Legion’s publisher Ubisoft confirmed it was dropping Lewis after being “made aware of controversial remarks” she had made. The company didn’t specify but the gaming press is focusing on Lewis’s questioning of transgender ideology. The absurdity is twofold. For one, the dialogue Lewis speaks in the game has nothing to do with gender. For another, Ubisoft can’t elaborate on her “controversial” views because they don’t exist. Lewis is a supporter of trans rights and is even willing to recite the shibboleth (“trans women are women”); she just has concerns about the impact of gender identification on single-sex spaces. As she warned in 2017 during the Tory government’s (since-abandoned) rush to rewrite Britain’s gender laws: “Being a woman or a man is now entirely in your head. In this climate, who would challenge someone with a beard exposing their penis in a women’s changing room?”
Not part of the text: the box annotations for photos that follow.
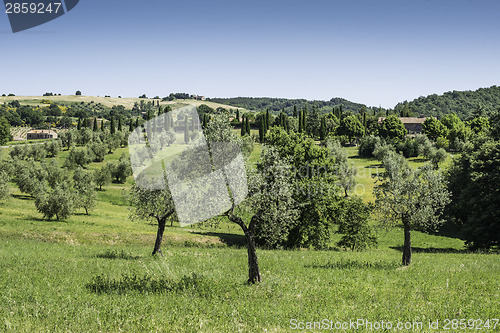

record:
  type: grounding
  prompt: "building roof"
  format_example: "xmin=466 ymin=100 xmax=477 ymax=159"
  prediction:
xmin=28 ymin=130 xmax=56 ymax=134
xmin=378 ymin=117 xmax=427 ymax=124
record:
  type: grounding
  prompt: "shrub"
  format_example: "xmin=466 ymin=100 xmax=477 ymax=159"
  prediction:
xmin=44 ymin=141 xmax=61 ymax=157
xmin=89 ymin=142 xmax=108 ymax=162
xmin=0 ymin=170 xmax=10 ymax=200
xmin=373 ymin=142 xmax=394 ymax=161
xmin=337 ymin=198 xmax=377 ymax=251
xmin=396 ymin=139 xmax=418 ymax=158
xmin=35 ymin=185 xmax=73 ymax=220
xmin=94 ymin=165 xmax=111 ymax=190
xmin=358 ymin=135 xmax=382 ymax=157
xmin=107 ymin=154 xmax=132 ymax=184
xmin=64 ymin=147 xmax=94 ymax=169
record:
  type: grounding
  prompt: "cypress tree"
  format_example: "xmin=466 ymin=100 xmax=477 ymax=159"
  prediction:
xmin=202 ymin=113 xmax=208 ymax=129
xmin=266 ymin=108 xmax=271 ymax=133
xmin=319 ymin=117 xmax=326 ymax=141
xmin=259 ymin=115 xmax=265 ymax=143
xmin=299 ymin=110 xmax=303 ymax=133
xmin=302 ymin=106 xmax=307 ymax=132
xmin=240 ymin=115 xmax=246 ymax=136
xmin=184 ymin=115 xmax=189 ymax=144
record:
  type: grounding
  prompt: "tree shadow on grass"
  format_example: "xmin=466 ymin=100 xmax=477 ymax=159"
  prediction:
xmin=12 ymin=194 xmax=33 ymax=200
xmin=304 ymin=259 xmax=400 ymax=270
xmin=390 ymin=246 xmax=472 ymax=253
xmin=410 ymin=157 xmax=429 ymax=163
xmin=95 ymin=250 xmax=141 ymax=260
xmin=17 ymin=216 xmax=68 ymax=224
xmin=190 ymin=231 xmax=247 ymax=247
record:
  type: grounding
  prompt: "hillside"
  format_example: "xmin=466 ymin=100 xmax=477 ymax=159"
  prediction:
xmin=204 ymin=97 xmax=376 ymax=115
xmin=0 ymin=95 xmax=244 ymax=111
xmin=394 ymin=86 xmax=500 ymax=119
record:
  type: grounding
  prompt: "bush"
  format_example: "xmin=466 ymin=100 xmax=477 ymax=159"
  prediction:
xmin=436 ymin=136 xmax=450 ymax=149
xmin=373 ymin=142 xmax=394 ymax=161
xmin=64 ymin=147 xmax=94 ymax=169
xmin=358 ymin=135 xmax=382 ymax=157
xmin=0 ymin=170 xmax=10 ymax=200
xmin=337 ymin=198 xmax=377 ymax=251
xmin=30 ymin=144 xmax=47 ymax=161
xmin=94 ymin=165 xmax=111 ymax=191
xmin=44 ymin=141 xmax=61 ymax=157
xmin=35 ymin=185 xmax=73 ymax=220
xmin=89 ymin=142 xmax=108 ymax=162
xmin=107 ymin=154 xmax=132 ymax=184
xmin=14 ymin=161 xmax=47 ymax=196
xmin=396 ymin=139 xmax=419 ymax=158
xmin=9 ymin=145 xmax=30 ymax=160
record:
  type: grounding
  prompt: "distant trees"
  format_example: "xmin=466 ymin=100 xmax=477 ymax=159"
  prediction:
xmin=107 ymin=154 xmax=132 ymax=184
xmin=422 ymin=117 xmax=448 ymax=141
xmin=447 ymin=139 xmax=500 ymax=249
xmin=94 ymin=165 xmax=111 ymax=191
xmin=0 ymin=117 xmax=12 ymax=145
xmin=64 ymin=147 xmax=95 ymax=169
xmin=337 ymin=116 xmax=364 ymax=142
xmin=35 ymin=184 xmax=74 ymax=220
xmin=130 ymin=175 xmax=175 ymax=255
xmin=336 ymin=197 xmax=377 ymax=251
xmin=374 ymin=152 xmax=449 ymax=265
xmin=0 ymin=170 xmax=10 ymax=200
xmin=73 ymin=168 xmax=96 ymax=215
xmin=378 ymin=115 xmax=407 ymax=140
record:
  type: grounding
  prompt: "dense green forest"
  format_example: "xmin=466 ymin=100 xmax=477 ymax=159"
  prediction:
xmin=207 ymin=97 xmax=378 ymax=116
xmin=394 ymin=86 xmax=500 ymax=119
xmin=209 ymin=86 xmax=500 ymax=120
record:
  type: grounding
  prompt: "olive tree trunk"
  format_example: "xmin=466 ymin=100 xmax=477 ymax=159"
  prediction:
xmin=153 ymin=218 xmax=166 ymax=256
xmin=403 ymin=219 xmax=411 ymax=266
xmin=228 ymin=213 xmax=262 ymax=284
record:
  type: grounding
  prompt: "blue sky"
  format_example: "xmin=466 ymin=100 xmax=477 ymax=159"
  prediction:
xmin=0 ymin=0 xmax=500 ymax=107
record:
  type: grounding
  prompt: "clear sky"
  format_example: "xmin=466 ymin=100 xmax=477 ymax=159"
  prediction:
xmin=0 ymin=0 xmax=500 ymax=108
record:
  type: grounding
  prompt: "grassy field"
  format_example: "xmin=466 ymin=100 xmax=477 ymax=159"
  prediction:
xmin=0 ymin=95 xmax=247 ymax=112
xmin=0 ymin=145 xmax=500 ymax=332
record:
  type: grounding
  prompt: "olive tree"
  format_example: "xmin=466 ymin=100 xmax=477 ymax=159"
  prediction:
xmin=35 ymin=184 xmax=74 ymax=220
xmin=73 ymin=167 xmax=96 ymax=215
xmin=374 ymin=152 xmax=450 ymax=266
xmin=129 ymin=175 xmax=175 ymax=255
xmin=0 ymin=170 xmax=10 ymax=200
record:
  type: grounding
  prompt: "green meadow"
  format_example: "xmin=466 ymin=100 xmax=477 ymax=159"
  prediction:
xmin=0 ymin=143 xmax=500 ymax=332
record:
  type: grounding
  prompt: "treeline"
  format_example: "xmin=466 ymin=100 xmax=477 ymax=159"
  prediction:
xmin=394 ymin=86 xmax=500 ymax=120
xmin=207 ymin=97 xmax=378 ymax=115
xmin=0 ymin=125 xmax=132 ymax=220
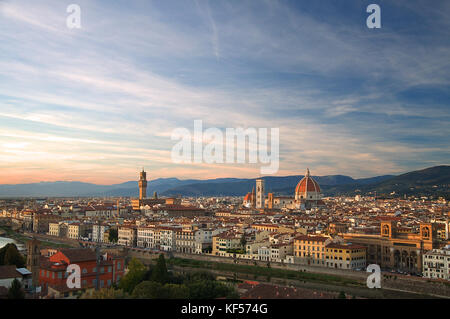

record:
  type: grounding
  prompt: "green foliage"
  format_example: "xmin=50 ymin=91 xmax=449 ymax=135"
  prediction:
xmin=119 ymin=258 xmax=147 ymax=294
xmin=132 ymin=281 xmax=189 ymax=299
xmin=0 ymin=243 xmax=25 ymax=268
xmin=151 ymin=254 xmax=169 ymax=284
xmin=165 ymin=258 xmax=362 ymax=286
xmin=8 ymin=279 xmax=25 ymax=299
xmin=80 ymin=287 xmax=128 ymax=299
xmin=108 ymin=228 xmax=119 ymax=243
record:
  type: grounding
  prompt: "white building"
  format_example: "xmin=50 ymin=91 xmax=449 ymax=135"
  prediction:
xmin=92 ymin=224 xmax=109 ymax=243
xmin=423 ymin=245 xmax=450 ymax=280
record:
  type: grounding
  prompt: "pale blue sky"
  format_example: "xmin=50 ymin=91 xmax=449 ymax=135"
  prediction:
xmin=0 ymin=0 xmax=450 ymax=184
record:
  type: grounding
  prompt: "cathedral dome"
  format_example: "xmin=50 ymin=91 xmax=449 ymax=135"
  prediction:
xmin=295 ymin=169 xmax=320 ymax=200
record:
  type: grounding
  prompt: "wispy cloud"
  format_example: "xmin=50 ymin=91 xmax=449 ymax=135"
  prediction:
xmin=0 ymin=0 xmax=450 ymax=183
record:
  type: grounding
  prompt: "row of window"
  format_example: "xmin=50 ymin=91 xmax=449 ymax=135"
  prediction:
xmin=41 ymin=262 xmax=121 ymax=279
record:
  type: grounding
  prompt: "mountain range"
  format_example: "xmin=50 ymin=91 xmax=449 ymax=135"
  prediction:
xmin=0 ymin=165 xmax=450 ymax=198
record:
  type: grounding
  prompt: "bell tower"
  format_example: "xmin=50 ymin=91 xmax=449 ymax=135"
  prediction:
xmin=139 ymin=168 xmax=147 ymax=200
xmin=26 ymin=238 xmax=41 ymax=287
xmin=256 ymin=178 xmax=265 ymax=209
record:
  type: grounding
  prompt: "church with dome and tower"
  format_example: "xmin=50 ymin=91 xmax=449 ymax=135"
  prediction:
xmin=243 ymin=169 xmax=325 ymax=210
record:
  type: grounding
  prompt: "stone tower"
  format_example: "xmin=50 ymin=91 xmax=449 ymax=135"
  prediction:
xmin=139 ymin=168 xmax=147 ymax=200
xmin=26 ymin=238 xmax=41 ymax=287
xmin=256 ymin=178 xmax=265 ymax=209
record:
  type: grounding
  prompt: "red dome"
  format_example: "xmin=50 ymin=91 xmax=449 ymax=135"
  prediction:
xmin=295 ymin=169 xmax=320 ymax=194
xmin=295 ymin=176 xmax=320 ymax=194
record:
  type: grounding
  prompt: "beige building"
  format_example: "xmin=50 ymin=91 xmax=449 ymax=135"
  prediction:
xmin=117 ymin=225 xmax=137 ymax=247
xmin=423 ymin=245 xmax=450 ymax=280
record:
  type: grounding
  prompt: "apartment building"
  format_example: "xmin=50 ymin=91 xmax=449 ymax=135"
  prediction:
xmin=117 ymin=225 xmax=137 ymax=247
xmin=92 ymin=224 xmax=109 ymax=243
xmin=325 ymin=243 xmax=367 ymax=270
xmin=294 ymin=235 xmax=331 ymax=266
xmin=423 ymin=245 xmax=450 ymax=280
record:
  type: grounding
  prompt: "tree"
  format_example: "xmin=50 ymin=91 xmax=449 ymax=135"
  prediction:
xmin=132 ymin=281 xmax=162 ymax=299
xmin=8 ymin=279 xmax=25 ymax=299
xmin=132 ymin=281 xmax=189 ymax=299
xmin=151 ymin=254 xmax=169 ymax=284
xmin=108 ymin=228 xmax=119 ymax=243
xmin=80 ymin=288 xmax=128 ymax=299
xmin=119 ymin=258 xmax=147 ymax=294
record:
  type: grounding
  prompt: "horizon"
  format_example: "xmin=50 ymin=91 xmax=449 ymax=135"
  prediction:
xmin=0 ymin=0 xmax=450 ymax=185
xmin=0 ymin=164 xmax=450 ymax=186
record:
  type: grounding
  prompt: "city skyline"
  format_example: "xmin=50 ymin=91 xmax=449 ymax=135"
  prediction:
xmin=0 ymin=0 xmax=450 ymax=184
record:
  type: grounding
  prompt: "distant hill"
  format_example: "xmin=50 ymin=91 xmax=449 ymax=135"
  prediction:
xmin=0 ymin=165 xmax=450 ymax=198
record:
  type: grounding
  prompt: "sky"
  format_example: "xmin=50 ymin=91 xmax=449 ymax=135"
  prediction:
xmin=0 ymin=0 xmax=450 ymax=184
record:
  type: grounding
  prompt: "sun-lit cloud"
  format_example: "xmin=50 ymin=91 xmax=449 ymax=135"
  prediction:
xmin=0 ymin=0 xmax=450 ymax=184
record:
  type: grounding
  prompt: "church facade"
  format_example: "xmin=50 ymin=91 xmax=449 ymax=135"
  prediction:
xmin=243 ymin=169 xmax=325 ymax=210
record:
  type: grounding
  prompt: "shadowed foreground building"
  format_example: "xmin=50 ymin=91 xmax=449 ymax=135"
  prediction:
xmin=39 ymin=248 xmax=124 ymax=298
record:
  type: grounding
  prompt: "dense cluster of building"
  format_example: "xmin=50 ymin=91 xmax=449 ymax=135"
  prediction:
xmin=0 ymin=170 xmax=450 ymax=295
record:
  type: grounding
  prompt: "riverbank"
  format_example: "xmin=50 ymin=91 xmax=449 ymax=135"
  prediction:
xmin=0 ymin=226 xmax=73 ymax=248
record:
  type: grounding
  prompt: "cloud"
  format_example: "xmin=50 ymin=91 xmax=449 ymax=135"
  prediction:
xmin=0 ymin=0 xmax=450 ymax=182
Now Ubisoft will edit out her podcasts and “reinforce our background checks for partners in the future.”

Background checks. I think we’d all feel safer if opinionated women faced the same level of scrutiny as people trying to buy a handgun in Illinois. To recap: a gaming company is removing a character from a video game over views the character does not express and which the person who voices the character does not hold.

It’s not surprising that gaming, with its escapist fantasy and customizable identities, would be receptive to gender ideology. Like the campus, it is a consequence-free space in which victim narratives can flourish in resentful anonymity and mobbish vengeance is exacted on agreed-upon oppressors.

This might be a canny PR move rather than sincere safetyism, but it worked. One gaming journalist concludes: “No one deserves to feel unsafe while playing a video game, and it’s easy to see how the presence of someone like Helen Lewis could have that effect.” If you have been affected by listening to the voice of someone you hadn’t heard of until the Internet told you to hate them, I’m sure there’s a number you can call.

Perhaps you take as little interest in video games as I do and assume this cultural skirmish is far removed from your concerns. Do not be so naive. If a left-leaning feminist like Helen Lewis can be got — and got for views she doesn’t even hold — you can be got too.